Lo fundamental eran sus contenidos...
Cabe una reflexión a esta declaración. Una sóla, ya que Vicente Domínguez acaba de llegar y no se ha puesto aún a desarrollar su plan de trabajo, se está remangando la camisa. Pero esta declaración es de principios. Lo fundamental eran los contenidos, o la internacionalización. Para que se puedan proyectar contenidos de una programación innovadora, participativa, sostenible y atractiva, lo fundamental es tener claro a dónde se quiere ir, con quién y cómo. Me pregunto, si de verdad esa era la estrategia del éxito, que tanto cacareaba Natalio cuando hablaba de un modelo gestión de excelencia que había definido muy bien Tom Peters, hace unas décadas antes que Natalio Grueso, que no definía, ni su propia improvisación. Aquel modelo de gestión no sabía a dónde iba, ni tenía un plan director oculto, lo iba escribiendo sobre la marcha.
Llamo al centro cultural así, Centro Niemeyer de Avilés, porque está en el territorio municipal de Avilés, porque es el resultado de una promesa política y social que el gobierno de Asturias le hizo a esta ciudad y a un amplio colectivo de artistas asturianos a los que prometió una alternativa a los problemas que se plantearon en movilizaciones públicas. Y es de Avilés porque ocupa su territorio, su existencia implica una intervención arquitectónica y urbanística, que afecta la movilidad, los accesos y los servicios.

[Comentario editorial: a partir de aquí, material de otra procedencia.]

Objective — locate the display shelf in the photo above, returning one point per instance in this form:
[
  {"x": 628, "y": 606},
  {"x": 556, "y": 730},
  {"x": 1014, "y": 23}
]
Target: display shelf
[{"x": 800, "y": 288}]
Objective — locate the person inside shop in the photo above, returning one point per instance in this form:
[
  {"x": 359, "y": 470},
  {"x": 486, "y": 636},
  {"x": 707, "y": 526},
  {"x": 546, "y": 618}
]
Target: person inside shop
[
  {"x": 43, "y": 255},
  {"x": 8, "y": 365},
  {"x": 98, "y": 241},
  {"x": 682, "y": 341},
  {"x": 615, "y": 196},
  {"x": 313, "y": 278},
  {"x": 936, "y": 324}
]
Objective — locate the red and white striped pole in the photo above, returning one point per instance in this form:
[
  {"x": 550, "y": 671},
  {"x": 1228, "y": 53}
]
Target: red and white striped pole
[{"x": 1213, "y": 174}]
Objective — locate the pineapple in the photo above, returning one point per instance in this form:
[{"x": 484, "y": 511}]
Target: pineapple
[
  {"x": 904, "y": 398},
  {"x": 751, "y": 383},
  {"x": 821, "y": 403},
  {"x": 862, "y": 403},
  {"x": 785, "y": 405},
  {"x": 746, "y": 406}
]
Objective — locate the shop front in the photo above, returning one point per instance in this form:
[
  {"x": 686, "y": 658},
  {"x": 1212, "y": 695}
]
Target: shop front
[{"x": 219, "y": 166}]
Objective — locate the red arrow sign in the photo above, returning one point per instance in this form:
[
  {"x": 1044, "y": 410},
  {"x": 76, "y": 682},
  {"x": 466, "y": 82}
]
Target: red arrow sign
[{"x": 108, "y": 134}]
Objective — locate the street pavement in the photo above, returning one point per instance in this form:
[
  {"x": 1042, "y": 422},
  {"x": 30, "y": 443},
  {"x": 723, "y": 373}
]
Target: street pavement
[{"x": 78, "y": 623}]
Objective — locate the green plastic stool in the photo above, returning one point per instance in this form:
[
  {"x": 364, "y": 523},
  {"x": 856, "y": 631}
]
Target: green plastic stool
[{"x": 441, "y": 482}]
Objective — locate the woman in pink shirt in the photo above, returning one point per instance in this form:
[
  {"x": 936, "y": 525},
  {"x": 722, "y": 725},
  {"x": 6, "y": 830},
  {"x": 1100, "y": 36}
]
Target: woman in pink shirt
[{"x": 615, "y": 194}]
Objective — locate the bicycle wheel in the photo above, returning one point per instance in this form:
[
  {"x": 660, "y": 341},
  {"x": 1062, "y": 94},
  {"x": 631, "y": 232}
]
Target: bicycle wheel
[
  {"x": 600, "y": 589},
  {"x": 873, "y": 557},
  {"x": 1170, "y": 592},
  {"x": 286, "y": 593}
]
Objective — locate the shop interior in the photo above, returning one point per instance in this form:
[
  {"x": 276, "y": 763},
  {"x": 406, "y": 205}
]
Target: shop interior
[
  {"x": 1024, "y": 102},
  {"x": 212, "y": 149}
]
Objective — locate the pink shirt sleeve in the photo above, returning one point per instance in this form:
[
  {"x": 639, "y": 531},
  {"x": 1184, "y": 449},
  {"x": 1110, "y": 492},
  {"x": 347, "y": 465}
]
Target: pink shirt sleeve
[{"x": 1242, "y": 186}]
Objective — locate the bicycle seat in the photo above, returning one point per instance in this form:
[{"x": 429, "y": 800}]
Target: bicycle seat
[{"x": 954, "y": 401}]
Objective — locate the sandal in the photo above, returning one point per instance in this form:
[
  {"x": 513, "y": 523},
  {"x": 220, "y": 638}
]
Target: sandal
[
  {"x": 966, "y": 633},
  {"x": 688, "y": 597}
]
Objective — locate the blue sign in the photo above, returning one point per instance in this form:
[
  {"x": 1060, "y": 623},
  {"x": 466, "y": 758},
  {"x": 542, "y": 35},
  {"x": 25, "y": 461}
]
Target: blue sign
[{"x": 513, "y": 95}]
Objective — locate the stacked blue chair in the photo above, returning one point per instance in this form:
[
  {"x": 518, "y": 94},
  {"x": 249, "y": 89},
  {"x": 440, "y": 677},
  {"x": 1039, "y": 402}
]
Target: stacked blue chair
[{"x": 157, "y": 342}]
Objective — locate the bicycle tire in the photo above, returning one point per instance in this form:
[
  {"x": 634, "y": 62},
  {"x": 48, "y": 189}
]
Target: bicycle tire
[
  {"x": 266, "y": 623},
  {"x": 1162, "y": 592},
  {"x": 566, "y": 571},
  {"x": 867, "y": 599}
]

Además el proyecto del Centro Niemeyer de Avilés se planteó como una intervención urbanística de puesta en valor de esa parte del territorio de Avilés, degradado, olvidado y casi inaccesible para la ciudadanía. Con el Centro Niemeyer de Avilés ganamos en calidad medioambiental, aunque seguimos teniendo índices de contaminación altísimos y hasta ahora inexplicables. Los hechos siempre importan. Se había recuperado un territorio a la vieja, franquista y contamiente industria local. Cuyo cierre fue la causa, de que la ciudad sufriera durante la reconversión industrial, la perdida de muchas oportunidades de desarrollo económico y social. Avilés necesitaba recuperar aquel territorio, expropiado en su día para el bien común, para poder crecer como ciudad y como sociedad. Avilés tiene un corsé territorial muy estrecho, como sabéis, el centro cultural le permitía ocupar un nuevo espacio. El Centro Niemeyer de Avilés era el proyecto ideal para poder crear ciudad en este territorio, por cierto público.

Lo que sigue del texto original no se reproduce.